CT of the head without contrast is the most appropriate diagnostic test in this patient. She had sudden-onset severe headache followed by impaired consciousness, symptoms that are most concerning for hemorrhagic stroke caused by an aneurysmal subarachnoid hemorrhage or intracerebral hemorrhage. A neurologic examination by itself lacks sufficient predictive value to evaluate the source of impaired consciousness. Rapid imaging is required to initiate rapid treatment. CT of the head is readily available, can be performed quickly, and is the test of choice to rule out intracerebral hemorrhage, subarachnoid bleeding, and hydrocephalus, all of which may necessitate rapid neurosurgical intervention.
Catheter-based angiography is ultimately indicated in most patients with subarachnoid hemorrhage to determine the source of bleeding. However, CT of the head without contrast, which allows for more rapid imaging, should be performed first to evaluate for any condition (such as hydrocephalus from increased intracranial pressure) that can be rapidly reversed with emergency neurosurgical treatment.

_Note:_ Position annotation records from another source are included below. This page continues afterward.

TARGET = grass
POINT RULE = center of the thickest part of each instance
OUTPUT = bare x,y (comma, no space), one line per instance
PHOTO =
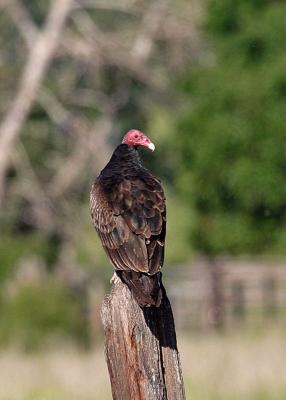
230,367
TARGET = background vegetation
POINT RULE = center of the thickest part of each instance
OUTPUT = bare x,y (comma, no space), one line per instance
206,80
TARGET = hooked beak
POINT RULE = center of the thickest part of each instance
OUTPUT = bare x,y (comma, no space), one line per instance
151,146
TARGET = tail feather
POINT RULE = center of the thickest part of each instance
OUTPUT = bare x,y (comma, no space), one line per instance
146,289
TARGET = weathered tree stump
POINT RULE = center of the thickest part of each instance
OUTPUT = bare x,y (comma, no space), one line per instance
141,348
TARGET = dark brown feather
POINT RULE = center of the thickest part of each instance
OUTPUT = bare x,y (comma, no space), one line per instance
129,214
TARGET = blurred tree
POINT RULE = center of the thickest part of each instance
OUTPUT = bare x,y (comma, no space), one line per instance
232,130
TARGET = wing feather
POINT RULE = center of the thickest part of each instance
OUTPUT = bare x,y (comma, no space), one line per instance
130,218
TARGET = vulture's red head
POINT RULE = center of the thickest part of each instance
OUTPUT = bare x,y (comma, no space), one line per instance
137,138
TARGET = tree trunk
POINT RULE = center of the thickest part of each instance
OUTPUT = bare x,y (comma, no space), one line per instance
141,348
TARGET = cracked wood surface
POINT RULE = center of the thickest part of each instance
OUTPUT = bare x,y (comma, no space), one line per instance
141,348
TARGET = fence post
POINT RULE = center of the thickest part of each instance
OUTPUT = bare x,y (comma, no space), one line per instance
141,348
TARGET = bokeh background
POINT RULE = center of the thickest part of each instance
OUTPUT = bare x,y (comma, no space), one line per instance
206,80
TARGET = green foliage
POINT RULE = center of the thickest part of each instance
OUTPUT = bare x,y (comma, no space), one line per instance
36,314
232,130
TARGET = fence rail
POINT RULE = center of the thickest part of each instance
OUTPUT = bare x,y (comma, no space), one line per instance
219,295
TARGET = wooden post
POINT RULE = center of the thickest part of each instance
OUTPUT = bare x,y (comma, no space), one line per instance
141,348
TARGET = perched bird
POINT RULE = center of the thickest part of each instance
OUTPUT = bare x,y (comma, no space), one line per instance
129,214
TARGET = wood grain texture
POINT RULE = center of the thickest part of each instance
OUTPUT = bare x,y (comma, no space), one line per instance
141,348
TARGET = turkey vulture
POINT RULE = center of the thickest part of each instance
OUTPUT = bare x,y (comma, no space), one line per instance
129,214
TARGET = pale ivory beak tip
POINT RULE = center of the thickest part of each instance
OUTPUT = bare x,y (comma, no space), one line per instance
151,146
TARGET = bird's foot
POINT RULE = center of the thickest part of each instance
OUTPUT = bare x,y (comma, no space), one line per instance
115,279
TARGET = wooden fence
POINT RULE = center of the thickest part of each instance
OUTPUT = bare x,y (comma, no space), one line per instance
219,295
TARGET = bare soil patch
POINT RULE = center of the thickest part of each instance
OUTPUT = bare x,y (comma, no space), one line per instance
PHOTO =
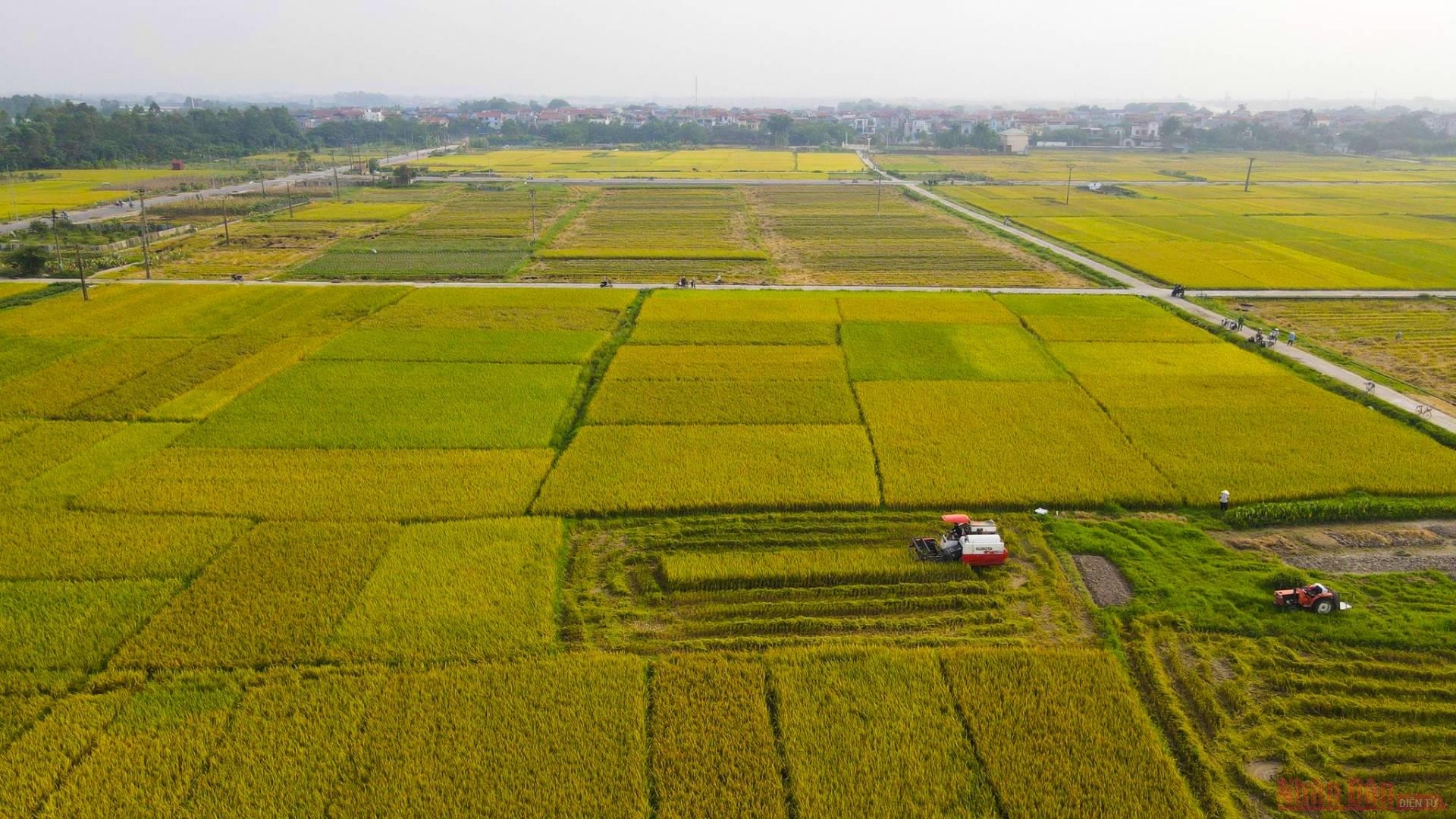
1104,580
1363,548
1263,770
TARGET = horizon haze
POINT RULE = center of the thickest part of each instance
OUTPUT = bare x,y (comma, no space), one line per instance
767,52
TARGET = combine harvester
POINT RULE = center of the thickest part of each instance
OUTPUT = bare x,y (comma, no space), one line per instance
973,542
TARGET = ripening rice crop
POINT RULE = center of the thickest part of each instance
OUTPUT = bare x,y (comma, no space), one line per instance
554,736
71,624
93,466
647,221
1291,237
739,306
457,591
712,744
874,735
95,371
165,382
146,760
517,308
273,598
395,404
941,308
47,544
946,352
1062,733
313,484
354,212
286,746
1385,714
34,447
801,567
379,261
883,237
161,311
1111,318
956,444
1215,417
734,333
39,760
724,403
712,466
1413,340
218,391
720,363
20,354
497,346
9,289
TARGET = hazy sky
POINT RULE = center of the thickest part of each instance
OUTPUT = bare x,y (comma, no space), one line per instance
956,50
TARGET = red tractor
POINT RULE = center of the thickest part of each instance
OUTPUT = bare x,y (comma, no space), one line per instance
974,542
1316,598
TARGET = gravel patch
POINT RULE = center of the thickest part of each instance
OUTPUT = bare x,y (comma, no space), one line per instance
1104,580
1375,563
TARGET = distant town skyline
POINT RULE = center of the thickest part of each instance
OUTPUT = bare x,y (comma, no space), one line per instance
753,52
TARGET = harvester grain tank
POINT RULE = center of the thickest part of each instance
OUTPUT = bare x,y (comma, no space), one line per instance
973,542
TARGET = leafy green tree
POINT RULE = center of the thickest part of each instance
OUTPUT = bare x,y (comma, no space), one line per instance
403,175
28,260
780,126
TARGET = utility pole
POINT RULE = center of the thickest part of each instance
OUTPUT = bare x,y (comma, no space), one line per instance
80,271
55,243
15,209
146,245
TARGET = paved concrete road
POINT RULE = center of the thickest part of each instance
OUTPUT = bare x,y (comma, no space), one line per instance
114,210
1165,295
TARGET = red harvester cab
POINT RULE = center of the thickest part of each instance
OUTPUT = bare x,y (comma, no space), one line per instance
973,542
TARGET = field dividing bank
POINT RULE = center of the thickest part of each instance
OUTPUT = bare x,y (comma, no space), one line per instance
1276,237
696,164
753,400
747,582
1117,165
1408,344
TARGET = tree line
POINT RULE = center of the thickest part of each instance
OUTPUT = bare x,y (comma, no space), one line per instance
79,136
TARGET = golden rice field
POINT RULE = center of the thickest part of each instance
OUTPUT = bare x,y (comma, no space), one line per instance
1276,237
1410,341
76,190
696,164
1116,165
469,551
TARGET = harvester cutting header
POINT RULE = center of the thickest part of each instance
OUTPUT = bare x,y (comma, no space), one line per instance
973,542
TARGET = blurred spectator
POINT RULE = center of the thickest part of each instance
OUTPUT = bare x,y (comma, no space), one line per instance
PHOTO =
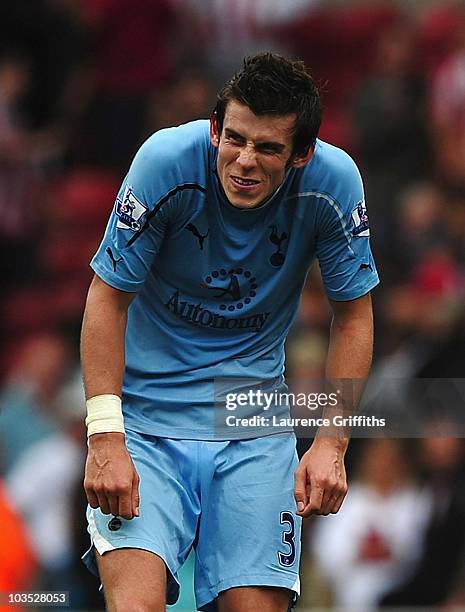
448,109
189,96
41,488
26,403
374,541
390,135
232,29
443,459
134,56
17,562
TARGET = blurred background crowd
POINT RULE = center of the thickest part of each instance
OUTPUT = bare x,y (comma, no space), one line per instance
82,84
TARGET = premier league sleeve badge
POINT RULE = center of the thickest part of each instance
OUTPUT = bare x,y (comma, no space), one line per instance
129,210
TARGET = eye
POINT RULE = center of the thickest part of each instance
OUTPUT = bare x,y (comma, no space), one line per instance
268,150
235,139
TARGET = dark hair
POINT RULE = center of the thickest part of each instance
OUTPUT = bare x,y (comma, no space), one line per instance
270,84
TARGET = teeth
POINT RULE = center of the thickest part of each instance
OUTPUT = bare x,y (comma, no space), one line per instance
245,181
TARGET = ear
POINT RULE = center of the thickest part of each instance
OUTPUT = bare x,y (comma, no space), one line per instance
302,160
214,132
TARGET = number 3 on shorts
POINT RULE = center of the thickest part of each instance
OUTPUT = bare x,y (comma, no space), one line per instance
288,537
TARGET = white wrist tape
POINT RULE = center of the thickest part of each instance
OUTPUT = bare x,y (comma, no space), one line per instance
104,414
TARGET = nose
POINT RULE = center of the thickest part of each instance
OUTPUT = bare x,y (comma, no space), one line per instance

Lumbar puncture should not be performed in a patient with stroke symptoms until the presence of a mass lesion has been excluded. If the patient has elevated intracranial pressure from mass effect, particularly in the cerebellum, lumbar puncture may worsen any cerebral herniation.
In the evaluation of a patient with symptoms of a stroke, MRI is time consuming, not readily available, and not cost-effective; this test also leaves the patient in a less monitored setting during the scanning than does CT. In the acute setting, stroke that requires rapid neurosurgical intervention should be diagnosed as quickly as possible.